The purpose of this thesis was to quantify dose and noise performance of organ-dose-based tube current modulation (ODM) through experimental studies with an anthropomorphic phantom and simulations with a voxelized phantom library. Tube current modulation is a dose reduction technique that modulates radiation dose in angular and/or slice directions based on patient attenuation. ODM technique proposed by GE Healthcare further reduces tube current for anterior source positions, without increasing current for posterior positions. Axial CT scans at 120 kV were performed on head and chest phantoms (Rando Alderson Research Laboratories, Stanford, CA) on an ODM-equipped scanner (Optima CT660, GE Healthcare, Chalfont St Giles, England). Dosimeters quantified dose to breast, lung, heart, spine, eye lens and brain regions (mobile MOSFET Dosimetry System, Best Medical, Ottawa, Canada) for ODM, AutomA (z-axis modulation), and SmartmA (angular and z-axis modulation) settings. Noise standard deviation was calculated in brain and chest regions of reconstructed images. To study a variety of patient sizes, Monte Carlo dose simulations, validated with experimental data, were performed on voxelized head and chest phantoms. Experimental studies on anthropomorphic chest and head phantoms demonstrated reduction in dose at all dosimeter locations with respect to SmartmA, with dose changes of -31.3% (breast), -20.7% (lung), -24.4% (heart), -5.9% (spine), -18.9% (eye), and -10.1% (brain). Simulation studies using voxelized phantoms indicated average dose changes of -33.4% (breast), -20.2% (lung), -18.6% (spine), -20.0% (eye) and -7.2% (brain).

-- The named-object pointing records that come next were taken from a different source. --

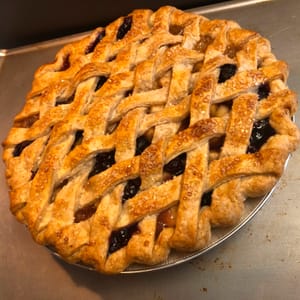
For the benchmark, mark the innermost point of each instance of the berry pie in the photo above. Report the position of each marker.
(146, 135)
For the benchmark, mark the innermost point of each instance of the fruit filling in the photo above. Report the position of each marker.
(124, 28)
(85, 212)
(103, 161)
(91, 47)
(226, 72)
(261, 132)
(120, 238)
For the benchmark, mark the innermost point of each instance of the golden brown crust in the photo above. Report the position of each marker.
(157, 76)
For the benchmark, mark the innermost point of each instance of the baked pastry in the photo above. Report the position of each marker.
(145, 135)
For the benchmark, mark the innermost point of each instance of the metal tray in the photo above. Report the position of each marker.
(24, 61)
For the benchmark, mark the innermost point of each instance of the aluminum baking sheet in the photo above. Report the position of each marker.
(262, 261)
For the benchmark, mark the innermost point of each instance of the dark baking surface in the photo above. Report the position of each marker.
(24, 22)
(261, 261)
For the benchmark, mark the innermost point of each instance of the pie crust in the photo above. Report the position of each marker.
(145, 135)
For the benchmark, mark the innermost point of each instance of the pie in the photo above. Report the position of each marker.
(144, 136)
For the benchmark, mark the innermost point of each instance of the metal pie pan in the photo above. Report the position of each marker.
(219, 236)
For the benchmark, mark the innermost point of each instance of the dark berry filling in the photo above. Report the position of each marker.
(206, 199)
(176, 166)
(20, 147)
(261, 132)
(124, 28)
(78, 139)
(226, 72)
(131, 188)
(91, 47)
(263, 90)
(103, 161)
(27, 122)
(101, 81)
(141, 144)
(85, 212)
(120, 238)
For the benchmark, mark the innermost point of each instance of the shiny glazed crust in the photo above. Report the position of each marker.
(116, 85)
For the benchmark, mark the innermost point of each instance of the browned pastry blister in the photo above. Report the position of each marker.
(145, 135)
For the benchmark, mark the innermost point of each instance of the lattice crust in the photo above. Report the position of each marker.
(91, 157)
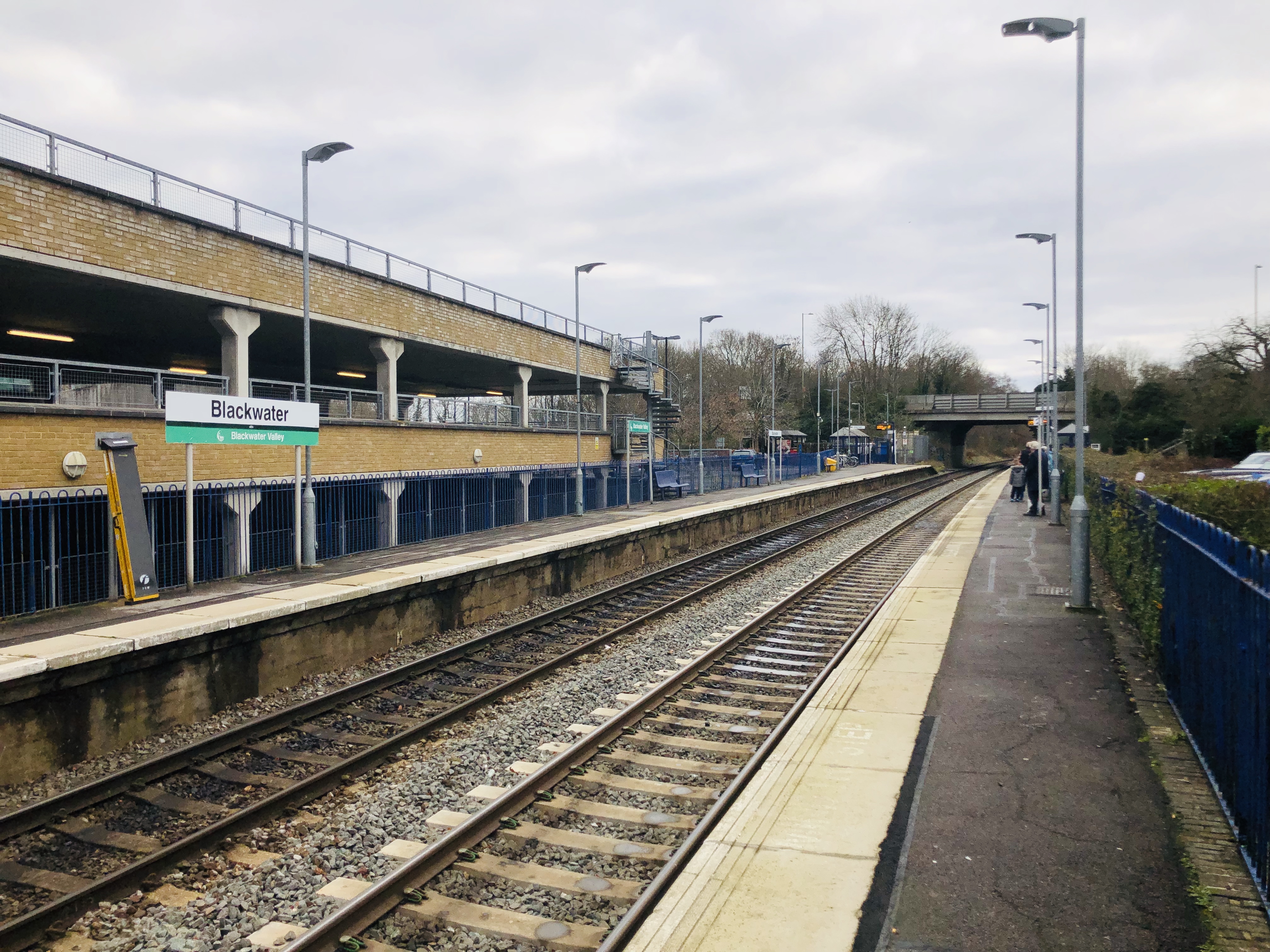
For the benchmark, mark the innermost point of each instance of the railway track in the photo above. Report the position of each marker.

ODM reduced dose to the brain and lung tissues, however these tissues would experience up to 15.2% and 13.1% dose increase respectively at noise standard deviation equal to SmartmA. ODM reduced dose to the eye lens in 22 of 28 phantoms (-1.2% to -12.4%), had no change in dose for one phantom, and increased dose for four phantoms (0.7% to 2.3% ) with respect to SmartmA at equal noise standard deviation. All phantoms demonstrated breast dose reduction (-2.1% to -27.6%) at equal noise standard deviation. Experimental and simulation studies over a range of patient sizes indicate that ODM has the potential to reduce dose to radiosensitive organs by 5 - 38% with a limited increase in image noise.